South African consumers under debt review maintained healthy payment rates of their debts during the hard lockdown in 2020.

debt review

Photo by CreditRepairExpert

The Covid-19 pandemic negatively impacted debt review and counselling, but despite the harsh economic climate consumers continued to repay debts and save hundreds of thousands of rands in interest during lockdown.

This was according to Benay Sager, chairperson of the National Debt Counsellors’ Association, who provided an overview of the status of the sector at the recent Debt Review Awards.

Between April and June 2020 new debt review counselling applications declined. Debt counsellors usually receive between 120 000 and 140 000 new applications a year, but the dropped to around 100 000 in 2020. There has been a modest increase since June.

Of the people already in debt review counselling at least 10%, or between 20 000 and 25 000, people asked for payment holidays.

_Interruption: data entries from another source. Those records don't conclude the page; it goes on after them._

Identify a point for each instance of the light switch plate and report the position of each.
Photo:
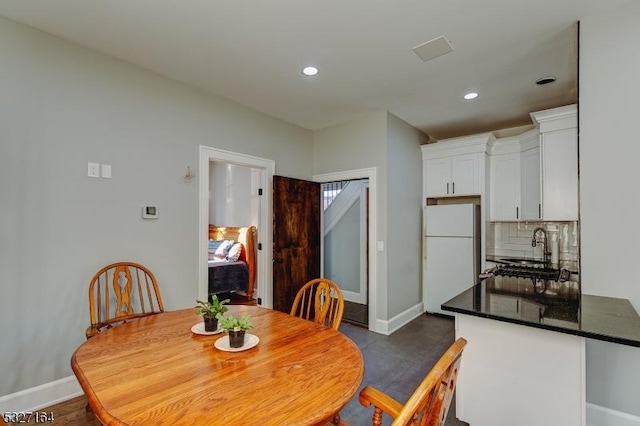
(150, 212)
(93, 170)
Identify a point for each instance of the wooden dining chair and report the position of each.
(120, 292)
(319, 300)
(429, 403)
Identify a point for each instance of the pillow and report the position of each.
(234, 252)
(214, 244)
(223, 248)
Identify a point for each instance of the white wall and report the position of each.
(609, 205)
(404, 215)
(384, 141)
(61, 106)
(233, 195)
(359, 144)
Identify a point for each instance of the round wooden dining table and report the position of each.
(155, 370)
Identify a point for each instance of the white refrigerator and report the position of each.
(452, 251)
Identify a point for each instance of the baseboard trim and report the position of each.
(602, 416)
(395, 323)
(41, 396)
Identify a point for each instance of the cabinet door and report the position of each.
(464, 175)
(559, 151)
(530, 185)
(437, 174)
(505, 187)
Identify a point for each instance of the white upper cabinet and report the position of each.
(504, 178)
(531, 208)
(559, 162)
(534, 176)
(457, 175)
(455, 167)
(515, 178)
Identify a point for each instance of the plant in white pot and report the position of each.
(236, 326)
(211, 311)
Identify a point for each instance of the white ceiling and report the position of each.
(252, 51)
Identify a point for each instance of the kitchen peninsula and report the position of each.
(525, 361)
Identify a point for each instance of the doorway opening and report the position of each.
(261, 171)
(369, 262)
(345, 244)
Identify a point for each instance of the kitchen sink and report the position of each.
(522, 261)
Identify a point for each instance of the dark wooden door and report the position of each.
(296, 238)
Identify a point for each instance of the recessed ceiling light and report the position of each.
(545, 80)
(310, 71)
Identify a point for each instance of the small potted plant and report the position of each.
(211, 312)
(236, 327)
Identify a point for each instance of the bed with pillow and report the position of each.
(232, 259)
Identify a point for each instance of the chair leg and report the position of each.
(377, 416)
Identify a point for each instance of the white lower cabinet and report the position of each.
(517, 375)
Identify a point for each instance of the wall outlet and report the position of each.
(106, 171)
(93, 170)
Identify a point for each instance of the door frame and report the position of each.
(264, 276)
(370, 174)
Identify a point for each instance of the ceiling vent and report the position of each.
(433, 48)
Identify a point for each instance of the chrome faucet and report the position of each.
(534, 242)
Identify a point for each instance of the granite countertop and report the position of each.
(562, 309)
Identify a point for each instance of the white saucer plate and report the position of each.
(250, 340)
(199, 329)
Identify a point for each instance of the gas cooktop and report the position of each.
(533, 272)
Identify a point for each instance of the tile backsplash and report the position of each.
(513, 239)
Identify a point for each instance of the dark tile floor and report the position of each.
(396, 364)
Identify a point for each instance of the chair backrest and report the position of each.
(319, 300)
(119, 292)
(429, 403)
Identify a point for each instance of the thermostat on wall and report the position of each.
(150, 212)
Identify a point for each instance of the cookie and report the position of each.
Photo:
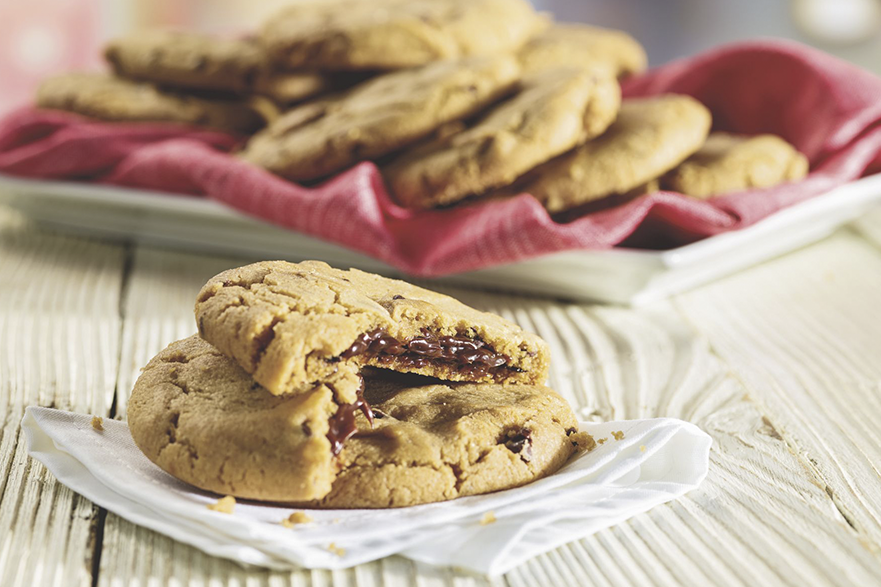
(118, 100)
(729, 163)
(434, 441)
(292, 324)
(393, 34)
(188, 60)
(197, 415)
(551, 113)
(650, 137)
(204, 62)
(579, 45)
(378, 116)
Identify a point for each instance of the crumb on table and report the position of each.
(224, 505)
(583, 441)
(296, 518)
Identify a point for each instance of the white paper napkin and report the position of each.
(655, 461)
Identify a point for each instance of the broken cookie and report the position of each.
(293, 325)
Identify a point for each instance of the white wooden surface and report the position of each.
(781, 364)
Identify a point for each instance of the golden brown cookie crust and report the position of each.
(114, 99)
(551, 113)
(188, 60)
(378, 116)
(729, 163)
(393, 34)
(649, 137)
(434, 441)
(585, 46)
(293, 324)
(196, 414)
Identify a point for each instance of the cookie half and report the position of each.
(118, 100)
(393, 34)
(197, 415)
(729, 163)
(650, 137)
(579, 45)
(293, 324)
(378, 116)
(552, 112)
(433, 441)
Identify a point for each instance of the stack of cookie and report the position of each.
(342, 389)
(456, 100)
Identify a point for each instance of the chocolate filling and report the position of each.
(469, 356)
(342, 423)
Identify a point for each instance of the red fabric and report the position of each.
(828, 109)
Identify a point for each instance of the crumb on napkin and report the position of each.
(583, 442)
(224, 505)
(296, 518)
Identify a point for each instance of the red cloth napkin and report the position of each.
(829, 109)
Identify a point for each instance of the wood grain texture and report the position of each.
(59, 329)
(781, 371)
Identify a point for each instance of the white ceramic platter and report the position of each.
(625, 276)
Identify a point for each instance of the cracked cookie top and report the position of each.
(393, 34)
(115, 99)
(650, 137)
(728, 162)
(434, 441)
(378, 116)
(291, 325)
(197, 415)
(551, 112)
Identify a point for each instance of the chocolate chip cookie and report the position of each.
(728, 163)
(433, 441)
(204, 62)
(552, 112)
(197, 415)
(392, 34)
(378, 116)
(291, 325)
(650, 137)
(580, 45)
(118, 100)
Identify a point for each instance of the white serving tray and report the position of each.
(625, 276)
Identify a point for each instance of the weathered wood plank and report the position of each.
(802, 333)
(59, 328)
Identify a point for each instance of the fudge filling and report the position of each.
(342, 423)
(466, 355)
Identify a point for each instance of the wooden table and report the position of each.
(781, 364)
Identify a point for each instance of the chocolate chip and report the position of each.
(520, 442)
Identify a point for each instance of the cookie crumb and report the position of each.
(224, 505)
(582, 441)
(296, 518)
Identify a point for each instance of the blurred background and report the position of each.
(40, 37)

Despite all the struggles consumers have faced, creditors are being repaid between R700 million to R800 million a month. Last year consumers under debt counselling paid creditors R10 billion.

Sager said the South African debt counselling industry was “extremely impactful” because it was able to negotiate lower interest rates. Most consumers who successfully complete the process save between R50 000 and R80 000 in interest and fees.

Each quarter around 10 000 consumers complete debt counselling and get clearance certificates, a considerable improvement since the early days of the industry. Since 2016 over 150 0000 clearance certificates have been issued.

“You realise the significance of this when you consider that, on average, each of these consumers is repaying over R200 000 in debt,” he said.

He said the regulator had been extremely supportive over the past 18 months, running awareness campaigns to inform and educate consumers, which have resulted in an increase in enquiries.

The timing is apposite as historically low interest rates have shielded many consumers from needing to go under debt review. As these begin to rise again, possibly in early 2022, debt counsellors will need to be ready to assist more consumers, particularly those with assets, as increasing repayment rates will negatively impact them.

Sager said that the industry was well regulated and achieved results, although the outdated renumeration model for payment distribution agencies needed to be probed. He added that while the courts were closed during lockdown there was an opportunity to digitise, which could have streamlined the process and eliminated the “reams of paper” debt counsellors need to take to court.